2. `wzp-transport` exposes `QuinnPathStats { cwnd_bps, bytes_in_flight, rtt_ms }`; already partially there via `QuinnPathSnapshot`.
3. `SignalMessage::TransportFeedback` variant + serde.
4. Receiver-side: track recent seqs in a ring buffer; emit feedback every 50 ms.
5. Sender-side: BWE consumes own Quinn stats + incoming feedback.
6. `AdaptiveQualityController::set_bwe(&BandwidthEstimator)`.
7. Prometheus: `wzp_session_bwe_bps`, `wzp_session_remb_bps`, `wzp_session_cwnd_bps`.
8. Probing logic behind a flag for first deployment.
## Acceptance criteria
- On a shaped 5 Mbps link with Opus 24 k, controller upgrades to Opus 64 k within 30 s.
- On a shaped 50 kbps link, controller stays at Opus 6 k and does not oscillate.
- Feedback wire size < 100 B per 50 ms (= < 2 kbps overhead).

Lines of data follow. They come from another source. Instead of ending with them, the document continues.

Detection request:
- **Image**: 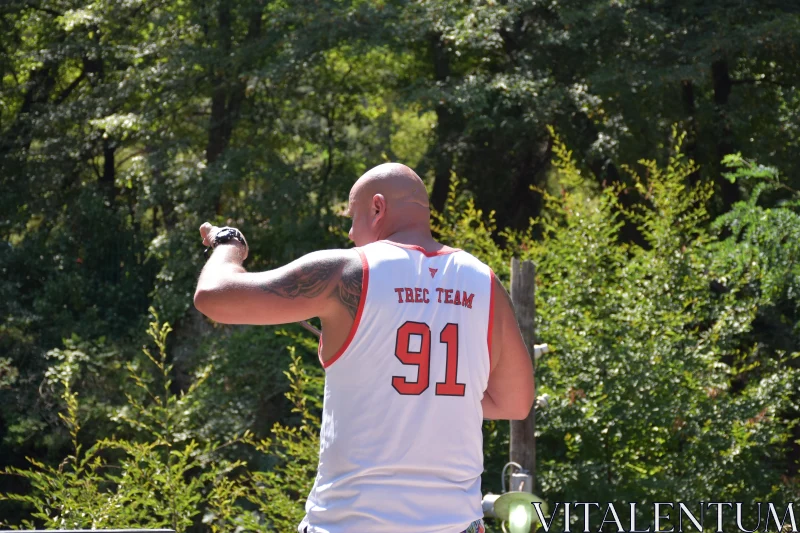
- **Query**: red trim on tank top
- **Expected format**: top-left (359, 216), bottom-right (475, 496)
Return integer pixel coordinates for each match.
top-left (486, 268), bottom-right (495, 373)
top-left (317, 248), bottom-right (369, 368)
top-left (378, 239), bottom-right (461, 257)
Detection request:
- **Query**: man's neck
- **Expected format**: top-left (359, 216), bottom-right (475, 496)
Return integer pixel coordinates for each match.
top-left (381, 230), bottom-right (450, 252)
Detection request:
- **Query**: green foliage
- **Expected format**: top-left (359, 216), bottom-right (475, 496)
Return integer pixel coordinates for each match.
top-left (0, 309), bottom-right (248, 531)
top-left (437, 128), bottom-right (800, 520)
top-left (0, 308), bottom-right (321, 532)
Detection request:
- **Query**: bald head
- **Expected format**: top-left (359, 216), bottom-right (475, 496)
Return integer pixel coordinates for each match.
top-left (348, 163), bottom-right (430, 242)
top-left (350, 163), bottom-right (429, 209)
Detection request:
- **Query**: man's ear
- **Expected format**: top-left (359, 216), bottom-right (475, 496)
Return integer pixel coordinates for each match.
top-left (370, 194), bottom-right (386, 224)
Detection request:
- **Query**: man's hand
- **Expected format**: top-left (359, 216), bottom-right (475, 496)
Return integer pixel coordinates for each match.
top-left (200, 222), bottom-right (249, 261)
top-left (200, 222), bottom-right (220, 246)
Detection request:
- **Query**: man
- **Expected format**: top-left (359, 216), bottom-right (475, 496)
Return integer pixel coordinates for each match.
top-left (194, 163), bottom-right (534, 533)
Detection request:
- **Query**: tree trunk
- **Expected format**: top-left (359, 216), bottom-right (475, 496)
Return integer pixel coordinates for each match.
top-left (430, 34), bottom-right (461, 211)
top-left (711, 59), bottom-right (741, 212)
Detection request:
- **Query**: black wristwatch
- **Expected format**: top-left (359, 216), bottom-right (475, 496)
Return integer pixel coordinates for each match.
top-left (203, 228), bottom-right (247, 259)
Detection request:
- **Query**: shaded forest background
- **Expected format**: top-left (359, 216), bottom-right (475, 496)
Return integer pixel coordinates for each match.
top-left (0, 0), bottom-right (800, 531)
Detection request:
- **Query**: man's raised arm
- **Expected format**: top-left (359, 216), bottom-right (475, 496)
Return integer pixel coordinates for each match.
top-left (194, 222), bottom-right (362, 325)
top-left (481, 278), bottom-right (534, 420)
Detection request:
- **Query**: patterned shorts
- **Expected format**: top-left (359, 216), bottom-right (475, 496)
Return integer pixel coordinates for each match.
top-left (463, 520), bottom-right (486, 533)
top-left (305, 519), bottom-right (486, 533)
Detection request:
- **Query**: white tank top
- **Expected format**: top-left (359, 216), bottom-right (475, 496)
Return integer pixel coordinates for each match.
top-left (298, 241), bottom-right (494, 533)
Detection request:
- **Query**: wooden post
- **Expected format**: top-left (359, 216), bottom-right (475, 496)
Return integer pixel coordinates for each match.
top-left (509, 258), bottom-right (536, 490)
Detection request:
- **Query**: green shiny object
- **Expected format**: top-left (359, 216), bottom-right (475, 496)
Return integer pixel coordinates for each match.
top-left (494, 491), bottom-right (549, 524)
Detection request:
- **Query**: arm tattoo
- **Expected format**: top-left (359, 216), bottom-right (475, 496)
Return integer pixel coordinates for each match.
top-left (261, 258), bottom-right (340, 300)
top-left (261, 251), bottom-right (363, 319)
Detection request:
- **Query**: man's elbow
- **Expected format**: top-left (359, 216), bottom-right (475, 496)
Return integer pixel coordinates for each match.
top-left (508, 402), bottom-right (533, 420)
top-left (194, 289), bottom-right (219, 322)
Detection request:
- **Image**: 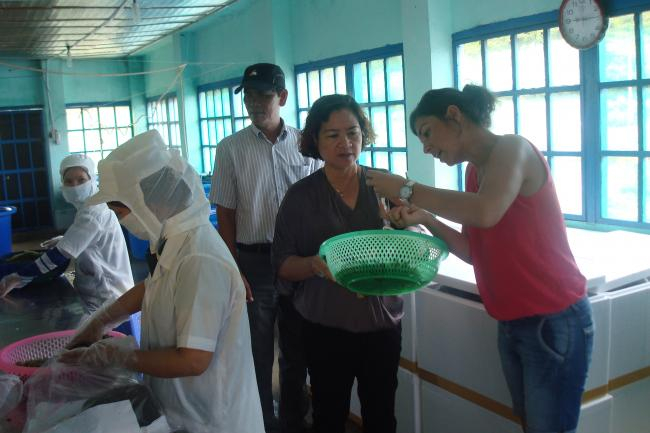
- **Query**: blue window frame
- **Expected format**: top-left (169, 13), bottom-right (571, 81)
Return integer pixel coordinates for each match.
top-left (295, 44), bottom-right (407, 175)
top-left (65, 102), bottom-right (133, 167)
top-left (450, 5), bottom-right (650, 228)
top-left (0, 107), bottom-right (52, 231)
top-left (198, 78), bottom-right (251, 174)
top-left (147, 95), bottom-right (181, 152)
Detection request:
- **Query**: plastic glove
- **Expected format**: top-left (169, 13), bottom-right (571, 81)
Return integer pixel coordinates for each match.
top-left (57, 336), bottom-right (138, 368)
top-left (65, 302), bottom-right (130, 349)
top-left (0, 272), bottom-right (27, 298)
top-left (41, 236), bottom-right (63, 249)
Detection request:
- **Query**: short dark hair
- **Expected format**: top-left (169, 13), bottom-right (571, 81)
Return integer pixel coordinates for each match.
top-left (409, 84), bottom-right (495, 135)
top-left (300, 95), bottom-right (375, 159)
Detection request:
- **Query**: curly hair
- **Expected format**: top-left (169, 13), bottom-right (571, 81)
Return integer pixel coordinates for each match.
top-left (409, 84), bottom-right (495, 135)
top-left (300, 95), bottom-right (375, 160)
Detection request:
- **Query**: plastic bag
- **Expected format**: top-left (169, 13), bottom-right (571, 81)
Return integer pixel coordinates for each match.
top-left (24, 337), bottom-right (162, 433)
top-left (0, 374), bottom-right (23, 416)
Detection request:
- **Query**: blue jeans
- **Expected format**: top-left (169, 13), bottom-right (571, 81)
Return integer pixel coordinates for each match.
top-left (238, 251), bottom-right (278, 433)
top-left (499, 297), bottom-right (594, 433)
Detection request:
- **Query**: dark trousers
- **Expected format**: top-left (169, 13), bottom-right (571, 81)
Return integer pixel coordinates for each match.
top-left (278, 295), bottom-right (309, 433)
top-left (238, 251), bottom-right (278, 433)
top-left (303, 321), bottom-right (402, 433)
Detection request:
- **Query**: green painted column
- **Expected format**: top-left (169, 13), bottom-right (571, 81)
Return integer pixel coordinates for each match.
top-left (267, 0), bottom-right (298, 127)
top-left (126, 57), bottom-right (147, 135)
top-left (41, 59), bottom-right (74, 230)
top-left (402, 0), bottom-right (453, 185)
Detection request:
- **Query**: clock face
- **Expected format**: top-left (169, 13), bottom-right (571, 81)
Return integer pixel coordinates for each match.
top-left (560, 0), bottom-right (607, 49)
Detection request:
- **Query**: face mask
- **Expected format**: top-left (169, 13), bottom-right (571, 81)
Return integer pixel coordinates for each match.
top-left (61, 181), bottom-right (93, 209)
top-left (120, 212), bottom-right (149, 240)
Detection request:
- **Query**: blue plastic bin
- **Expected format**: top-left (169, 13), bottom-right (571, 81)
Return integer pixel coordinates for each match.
top-left (0, 206), bottom-right (16, 256)
top-left (114, 311), bottom-right (142, 346)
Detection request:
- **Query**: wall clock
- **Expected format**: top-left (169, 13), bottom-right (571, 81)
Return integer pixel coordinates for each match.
top-left (560, 0), bottom-right (608, 50)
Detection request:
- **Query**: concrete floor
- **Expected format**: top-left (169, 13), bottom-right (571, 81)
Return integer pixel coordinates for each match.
top-left (13, 231), bottom-right (362, 433)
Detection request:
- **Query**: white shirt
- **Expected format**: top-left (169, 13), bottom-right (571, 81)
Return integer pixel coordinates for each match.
top-left (141, 213), bottom-right (264, 433)
top-left (210, 121), bottom-right (323, 244)
top-left (57, 204), bottom-right (133, 312)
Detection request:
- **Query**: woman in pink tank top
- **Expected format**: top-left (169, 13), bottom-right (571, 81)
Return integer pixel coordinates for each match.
top-left (367, 85), bottom-right (593, 433)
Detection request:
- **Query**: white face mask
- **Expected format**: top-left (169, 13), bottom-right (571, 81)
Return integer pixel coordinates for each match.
top-left (61, 181), bottom-right (93, 209)
top-left (120, 212), bottom-right (149, 241)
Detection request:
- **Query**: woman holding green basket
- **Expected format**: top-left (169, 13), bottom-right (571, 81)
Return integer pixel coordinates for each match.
top-left (273, 95), bottom-right (403, 433)
top-left (367, 85), bottom-right (593, 433)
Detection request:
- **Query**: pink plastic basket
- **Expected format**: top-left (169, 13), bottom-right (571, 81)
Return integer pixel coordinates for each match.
top-left (0, 329), bottom-right (124, 380)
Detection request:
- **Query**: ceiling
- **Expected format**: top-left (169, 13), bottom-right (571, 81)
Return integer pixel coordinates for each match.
top-left (0, 0), bottom-right (236, 58)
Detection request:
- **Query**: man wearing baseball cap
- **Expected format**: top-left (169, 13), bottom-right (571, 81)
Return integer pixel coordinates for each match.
top-left (210, 63), bottom-right (321, 433)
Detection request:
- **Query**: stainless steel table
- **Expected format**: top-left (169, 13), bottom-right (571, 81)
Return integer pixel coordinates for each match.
top-left (0, 276), bottom-right (84, 347)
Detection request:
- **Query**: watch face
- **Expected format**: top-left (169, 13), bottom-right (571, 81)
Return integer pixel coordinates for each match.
top-left (399, 185), bottom-right (411, 200)
top-left (560, 0), bottom-right (607, 49)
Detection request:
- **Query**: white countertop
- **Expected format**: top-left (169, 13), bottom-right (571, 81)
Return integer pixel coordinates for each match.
top-left (434, 228), bottom-right (650, 294)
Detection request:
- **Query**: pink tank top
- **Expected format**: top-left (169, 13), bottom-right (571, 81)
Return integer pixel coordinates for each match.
top-left (464, 144), bottom-right (586, 320)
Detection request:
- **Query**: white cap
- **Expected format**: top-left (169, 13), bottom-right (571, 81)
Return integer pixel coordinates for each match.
top-left (59, 153), bottom-right (95, 180)
top-left (86, 129), bottom-right (210, 245)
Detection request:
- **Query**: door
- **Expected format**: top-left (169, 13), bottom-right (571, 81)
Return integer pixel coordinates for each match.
top-left (0, 109), bottom-right (52, 231)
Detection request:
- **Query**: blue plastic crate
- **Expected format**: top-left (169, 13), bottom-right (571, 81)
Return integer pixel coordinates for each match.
top-left (0, 250), bottom-right (68, 285)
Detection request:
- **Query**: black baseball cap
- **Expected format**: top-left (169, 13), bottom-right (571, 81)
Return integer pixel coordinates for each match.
top-left (235, 63), bottom-right (285, 93)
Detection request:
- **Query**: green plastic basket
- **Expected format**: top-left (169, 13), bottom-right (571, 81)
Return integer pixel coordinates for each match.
top-left (319, 230), bottom-right (449, 296)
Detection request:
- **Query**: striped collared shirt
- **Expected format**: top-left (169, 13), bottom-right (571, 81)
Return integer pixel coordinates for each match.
top-left (210, 121), bottom-right (323, 244)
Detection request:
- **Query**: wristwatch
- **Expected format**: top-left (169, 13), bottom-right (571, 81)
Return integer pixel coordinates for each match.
top-left (399, 180), bottom-right (415, 200)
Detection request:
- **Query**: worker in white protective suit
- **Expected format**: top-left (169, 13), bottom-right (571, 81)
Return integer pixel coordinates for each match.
top-left (60, 130), bottom-right (264, 433)
top-left (0, 154), bottom-right (133, 313)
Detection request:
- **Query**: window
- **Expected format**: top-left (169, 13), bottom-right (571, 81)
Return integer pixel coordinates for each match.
top-left (199, 79), bottom-right (251, 173)
top-left (295, 45), bottom-right (407, 175)
top-left (147, 95), bottom-right (181, 152)
top-left (450, 7), bottom-right (650, 228)
top-left (65, 103), bottom-right (133, 163)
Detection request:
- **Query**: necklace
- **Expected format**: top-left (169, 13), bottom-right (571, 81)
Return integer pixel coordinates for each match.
top-left (325, 165), bottom-right (358, 198)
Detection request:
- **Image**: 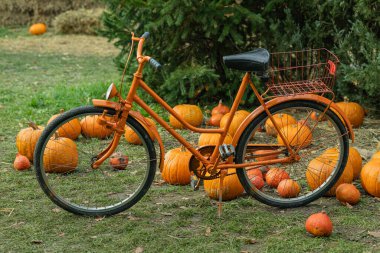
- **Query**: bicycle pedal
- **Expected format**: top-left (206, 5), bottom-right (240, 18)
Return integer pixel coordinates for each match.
top-left (219, 144), bottom-right (235, 160)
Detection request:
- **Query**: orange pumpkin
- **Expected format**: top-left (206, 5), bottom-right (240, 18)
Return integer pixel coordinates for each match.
top-left (277, 124), bottom-right (312, 147)
top-left (211, 100), bottom-right (230, 115)
top-left (204, 169), bottom-right (244, 200)
top-left (198, 133), bottom-right (232, 146)
top-left (162, 146), bottom-right (192, 185)
top-left (306, 154), bottom-right (354, 196)
top-left (48, 109), bottom-right (82, 140)
top-left (16, 122), bottom-right (43, 162)
top-left (336, 184), bottom-right (360, 205)
top-left (43, 136), bottom-right (78, 173)
top-left (208, 113), bottom-right (224, 127)
top-left (371, 151), bottom-right (380, 160)
top-left (220, 110), bottom-right (249, 137)
top-left (29, 23), bottom-right (46, 35)
top-left (305, 211), bottom-right (333, 236)
top-left (80, 115), bottom-right (112, 139)
top-left (265, 113), bottom-right (297, 136)
top-left (277, 179), bottom-right (301, 198)
top-left (169, 104), bottom-right (203, 129)
top-left (265, 168), bottom-right (290, 188)
top-left (322, 147), bottom-right (362, 179)
top-left (336, 97), bottom-right (365, 128)
top-left (13, 153), bottom-right (30, 171)
top-left (109, 153), bottom-right (128, 170)
top-left (124, 118), bottom-right (157, 145)
top-left (360, 160), bottom-right (380, 198)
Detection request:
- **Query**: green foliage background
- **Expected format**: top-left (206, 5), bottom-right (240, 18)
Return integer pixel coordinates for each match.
top-left (102, 0), bottom-right (380, 107)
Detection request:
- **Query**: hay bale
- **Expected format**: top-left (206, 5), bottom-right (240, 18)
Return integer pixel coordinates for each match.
top-left (53, 9), bottom-right (104, 35)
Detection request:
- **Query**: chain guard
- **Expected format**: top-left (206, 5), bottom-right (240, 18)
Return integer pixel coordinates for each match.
top-left (189, 145), bottom-right (220, 180)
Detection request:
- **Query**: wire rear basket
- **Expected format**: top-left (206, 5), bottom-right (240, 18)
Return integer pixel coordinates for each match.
top-left (265, 48), bottom-right (339, 96)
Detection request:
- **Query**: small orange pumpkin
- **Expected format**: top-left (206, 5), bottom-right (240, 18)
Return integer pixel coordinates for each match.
top-left (29, 23), bottom-right (47, 35)
top-left (43, 136), bottom-right (78, 173)
top-left (277, 179), bottom-right (301, 198)
top-left (305, 211), bottom-right (333, 236)
top-left (220, 110), bottom-right (249, 137)
top-left (161, 146), bottom-right (192, 185)
top-left (198, 133), bottom-right (232, 146)
top-left (360, 160), bottom-right (380, 198)
top-left (277, 124), bottom-right (312, 147)
top-left (80, 115), bottom-right (112, 139)
top-left (48, 109), bottom-right (82, 140)
top-left (109, 153), bottom-right (128, 170)
top-left (336, 97), bottom-right (365, 128)
top-left (336, 184), bottom-right (360, 205)
top-left (211, 100), bottom-right (230, 115)
top-left (265, 113), bottom-right (297, 136)
top-left (13, 153), bottom-right (30, 171)
top-left (306, 154), bottom-right (354, 196)
top-left (169, 104), bottom-right (203, 129)
top-left (16, 122), bottom-right (43, 162)
top-left (265, 168), bottom-right (290, 188)
top-left (204, 169), bottom-right (244, 200)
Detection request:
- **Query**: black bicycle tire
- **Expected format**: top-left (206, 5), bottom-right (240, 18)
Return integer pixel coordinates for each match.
top-left (34, 106), bottom-right (157, 216)
top-left (235, 100), bottom-right (349, 208)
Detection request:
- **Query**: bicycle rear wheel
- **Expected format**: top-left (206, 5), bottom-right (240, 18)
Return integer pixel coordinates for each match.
top-left (235, 100), bottom-right (352, 207)
top-left (34, 106), bottom-right (157, 216)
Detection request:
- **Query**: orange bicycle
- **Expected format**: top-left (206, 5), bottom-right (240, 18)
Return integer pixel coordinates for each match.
top-left (34, 33), bottom-right (354, 216)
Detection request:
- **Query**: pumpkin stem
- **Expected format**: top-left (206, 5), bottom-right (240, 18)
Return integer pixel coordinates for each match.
top-left (28, 121), bottom-right (39, 130)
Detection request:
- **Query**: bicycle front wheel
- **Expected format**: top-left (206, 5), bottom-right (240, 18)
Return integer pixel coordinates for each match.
top-left (235, 100), bottom-right (353, 208)
top-left (34, 106), bottom-right (157, 216)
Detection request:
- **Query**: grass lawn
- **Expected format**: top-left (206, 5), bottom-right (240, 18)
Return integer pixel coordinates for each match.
top-left (0, 28), bottom-right (380, 252)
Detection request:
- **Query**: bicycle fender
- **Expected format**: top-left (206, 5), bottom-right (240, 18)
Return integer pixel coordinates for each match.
top-left (232, 94), bottom-right (355, 146)
top-left (92, 99), bottom-right (165, 171)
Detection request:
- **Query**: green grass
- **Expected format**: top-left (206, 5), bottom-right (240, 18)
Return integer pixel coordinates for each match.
top-left (0, 30), bottom-right (380, 252)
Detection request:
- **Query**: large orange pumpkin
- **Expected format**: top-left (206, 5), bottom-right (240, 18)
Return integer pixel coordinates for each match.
top-left (220, 110), bottom-right (249, 137)
top-left (162, 147), bottom-right (192, 185)
top-left (16, 122), bottom-right (43, 162)
top-left (277, 124), bottom-right (312, 147)
top-left (43, 137), bottom-right (78, 173)
top-left (306, 154), bottom-right (354, 196)
top-left (360, 160), bottom-right (380, 198)
top-left (198, 133), bottom-right (232, 146)
top-left (265, 168), bottom-right (290, 188)
top-left (204, 169), bottom-right (244, 200)
top-left (265, 113), bottom-right (297, 136)
top-left (277, 179), bottom-right (301, 198)
top-left (124, 118), bottom-right (157, 145)
top-left (169, 104), bottom-right (203, 129)
top-left (80, 115), bottom-right (112, 139)
top-left (322, 147), bottom-right (362, 179)
top-left (29, 23), bottom-right (46, 35)
top-left (48, 109), bottom-right (82, 140)
top-left (336, 97), bottom-right (365, 128)
top-left (305, 211), bottom-right (333, 236)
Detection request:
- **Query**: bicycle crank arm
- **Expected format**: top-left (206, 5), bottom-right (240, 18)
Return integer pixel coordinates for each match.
top-left (91, 132), bottom-right (121, 169)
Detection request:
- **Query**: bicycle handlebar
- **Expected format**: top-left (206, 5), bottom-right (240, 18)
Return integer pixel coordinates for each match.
top-left (132, 32), bottom-right (161, 70)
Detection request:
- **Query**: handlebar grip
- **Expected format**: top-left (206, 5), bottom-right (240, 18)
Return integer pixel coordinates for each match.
top-left (149, 58), bottom-right (161, 70)
top-left (141, 32), bottom-right (149, 39)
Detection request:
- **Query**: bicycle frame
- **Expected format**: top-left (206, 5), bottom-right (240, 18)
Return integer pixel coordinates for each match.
top-left (93, 33), bottom-right (353, 170)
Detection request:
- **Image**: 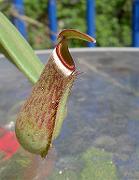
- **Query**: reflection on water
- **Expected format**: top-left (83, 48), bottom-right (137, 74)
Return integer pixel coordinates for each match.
top-left (0, 52), bottom-right (139, 180)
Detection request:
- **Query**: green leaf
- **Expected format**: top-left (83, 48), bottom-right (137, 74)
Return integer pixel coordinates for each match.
top-left (0, 12), bottom-right (44, 83)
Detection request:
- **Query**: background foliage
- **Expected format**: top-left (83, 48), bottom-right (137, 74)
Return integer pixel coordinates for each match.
top-left (0, 0), bottom-right (132, 49)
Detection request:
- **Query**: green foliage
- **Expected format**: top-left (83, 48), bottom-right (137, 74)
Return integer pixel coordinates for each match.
top-left (0, 13), bottom-right (43, 83)
top-left (1, 0), bottom-right (132, 49)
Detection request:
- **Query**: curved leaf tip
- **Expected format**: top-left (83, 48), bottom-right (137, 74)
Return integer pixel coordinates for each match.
top-left (57, 29), bottom-right (96, 43)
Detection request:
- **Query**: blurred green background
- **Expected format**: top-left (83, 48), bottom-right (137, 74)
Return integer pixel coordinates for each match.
top-left (0, 0), bottom-right (132, 49)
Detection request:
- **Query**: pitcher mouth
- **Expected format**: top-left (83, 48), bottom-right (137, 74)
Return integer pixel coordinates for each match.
top-left (56, 39), bottom-right (75, 71)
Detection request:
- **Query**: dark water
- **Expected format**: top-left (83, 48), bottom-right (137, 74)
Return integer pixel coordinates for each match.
top-left (0, 48), bottom-right (139, 180)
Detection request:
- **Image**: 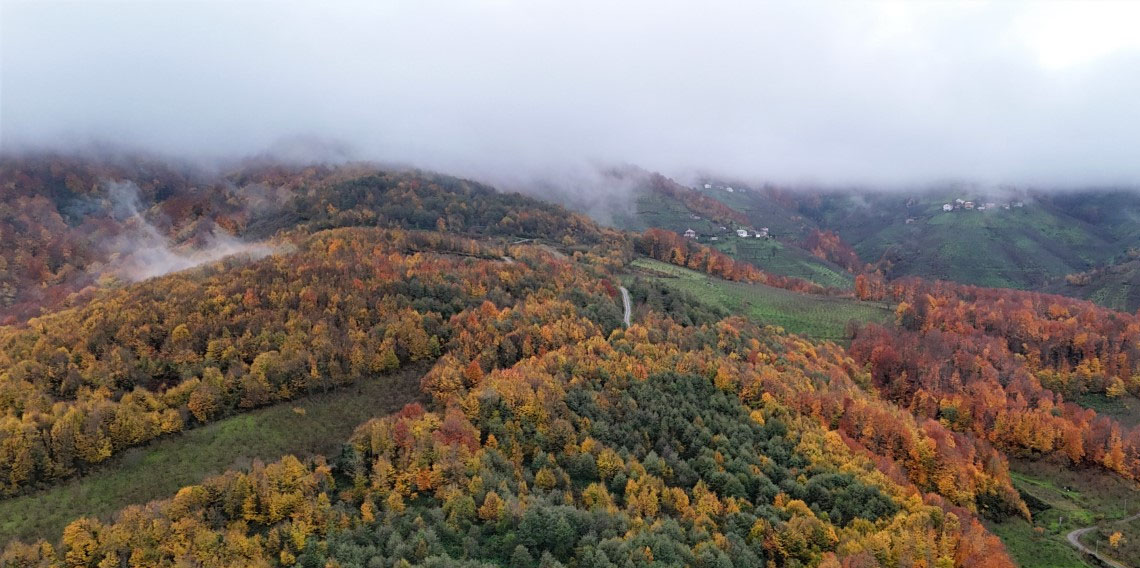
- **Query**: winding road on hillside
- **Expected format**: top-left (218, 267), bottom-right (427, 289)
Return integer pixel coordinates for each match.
top-left (621, 286), bottom-right (629, 327)
top-left (1066, 513), bottom-right (1140, 568)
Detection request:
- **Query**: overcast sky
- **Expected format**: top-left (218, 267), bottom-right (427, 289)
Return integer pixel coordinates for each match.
top-left (0, 0), bottom-right (1140, 185)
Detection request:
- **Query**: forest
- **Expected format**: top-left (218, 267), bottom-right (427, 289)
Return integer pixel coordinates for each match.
top-left (0, 155), bottom-right (1140, 568)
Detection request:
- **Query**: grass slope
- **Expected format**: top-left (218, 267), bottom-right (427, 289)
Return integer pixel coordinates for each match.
top-left (716, 238), bottom-right (855, 289)
top-left (0, 365), bottom-right (426, 543)
top-left (1045, 260), bottom-right (1140, 313)
top-left (987, 459), bottom-right (1140, 568)
top-left (633, 259), bottom-right (894, 341)
top-left (619, 192), bottom-right (855, 289)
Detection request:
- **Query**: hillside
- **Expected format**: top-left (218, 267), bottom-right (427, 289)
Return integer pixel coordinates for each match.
top-left (613, 172), bottom-right (854, 289)
top-left (619, 178), bottom-right (1140, 294)
top-left (0, 155), bottom-right (1140, 567)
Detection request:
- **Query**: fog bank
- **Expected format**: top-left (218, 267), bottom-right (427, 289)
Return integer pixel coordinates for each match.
top-left (0, 0), bottom-right (1140, 190)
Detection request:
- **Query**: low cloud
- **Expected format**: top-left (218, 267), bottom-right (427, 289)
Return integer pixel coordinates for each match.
top-left (105, 181), bottom-right (274, 281)
top-left (0, 0), bottom-right (1140, 190)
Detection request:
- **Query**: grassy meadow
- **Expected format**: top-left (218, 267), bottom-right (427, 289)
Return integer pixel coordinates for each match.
top-left (633, 259), bottom-right (894, 341)
top-left (0, 365), bottom-right (426, 543)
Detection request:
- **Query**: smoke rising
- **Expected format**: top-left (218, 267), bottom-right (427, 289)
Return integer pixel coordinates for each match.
top-left (106, 181), bottom-right (274, 281)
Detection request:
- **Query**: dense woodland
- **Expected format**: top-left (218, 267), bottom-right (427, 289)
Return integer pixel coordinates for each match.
top-left (0, 152), bottom-right (1140, 568)
top-left (850, 278), bottom-right (1140, 479)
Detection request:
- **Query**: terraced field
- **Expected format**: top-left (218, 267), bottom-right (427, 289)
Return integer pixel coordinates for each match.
top-left (633, 259), bottom-right (894, 342)
top-left (717, 238), bottom-right (855, 290)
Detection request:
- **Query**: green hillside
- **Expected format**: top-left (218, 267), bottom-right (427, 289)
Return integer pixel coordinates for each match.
top-left (811, 194), bottom-right (1121, 289)
top-left (616, 192), bottom-right (854, 289)
top-left (710, 237), bottom-right (855, 289)
top-left (633, 259), bottom-right (894, 341)
top-left (1044, 260), bottom-right (1140, 311)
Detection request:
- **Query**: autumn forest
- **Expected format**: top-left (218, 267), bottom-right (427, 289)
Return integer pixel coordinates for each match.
top-left (0, 154), bottom-right (1140, 568)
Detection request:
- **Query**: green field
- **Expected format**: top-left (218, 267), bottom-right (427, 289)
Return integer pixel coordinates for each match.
top-left (986, 459), bottom-right (1140, 568)
top-left (716, 237), bottom-right (855, 290)
top-left (633, 259), bottom-right (894, 341)
top-left (0, 366), bottom-right (426, 543)
top-left (815, 195), bottom-right (1122, 289)
top-left (618, 192), bottom-right (855, 289)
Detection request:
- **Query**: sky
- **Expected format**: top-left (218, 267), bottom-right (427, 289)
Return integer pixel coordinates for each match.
top-left (0, 0), bottom-right (1140, 186)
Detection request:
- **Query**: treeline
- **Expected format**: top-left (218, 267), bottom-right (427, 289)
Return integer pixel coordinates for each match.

- Probing finds headroom on a 10 Mbps link in < 60 s.
## Risks
- **Probing-induced loss on already-saturated links.** Mitigation: probe only when smoothed loss < 1 % over 10 s.
- **Feedback storm under heavy loss.** Mitigation: feedback rate capped at 20 Hz independent of media rate.
- **Quinn cwnd lies on QUIC-over-some-VPNs.** Mitigation: REMB serves as cross-check; take min of the two.
## Effort
~4 engineer-days (Wave 2 tasks T2.1T2.3).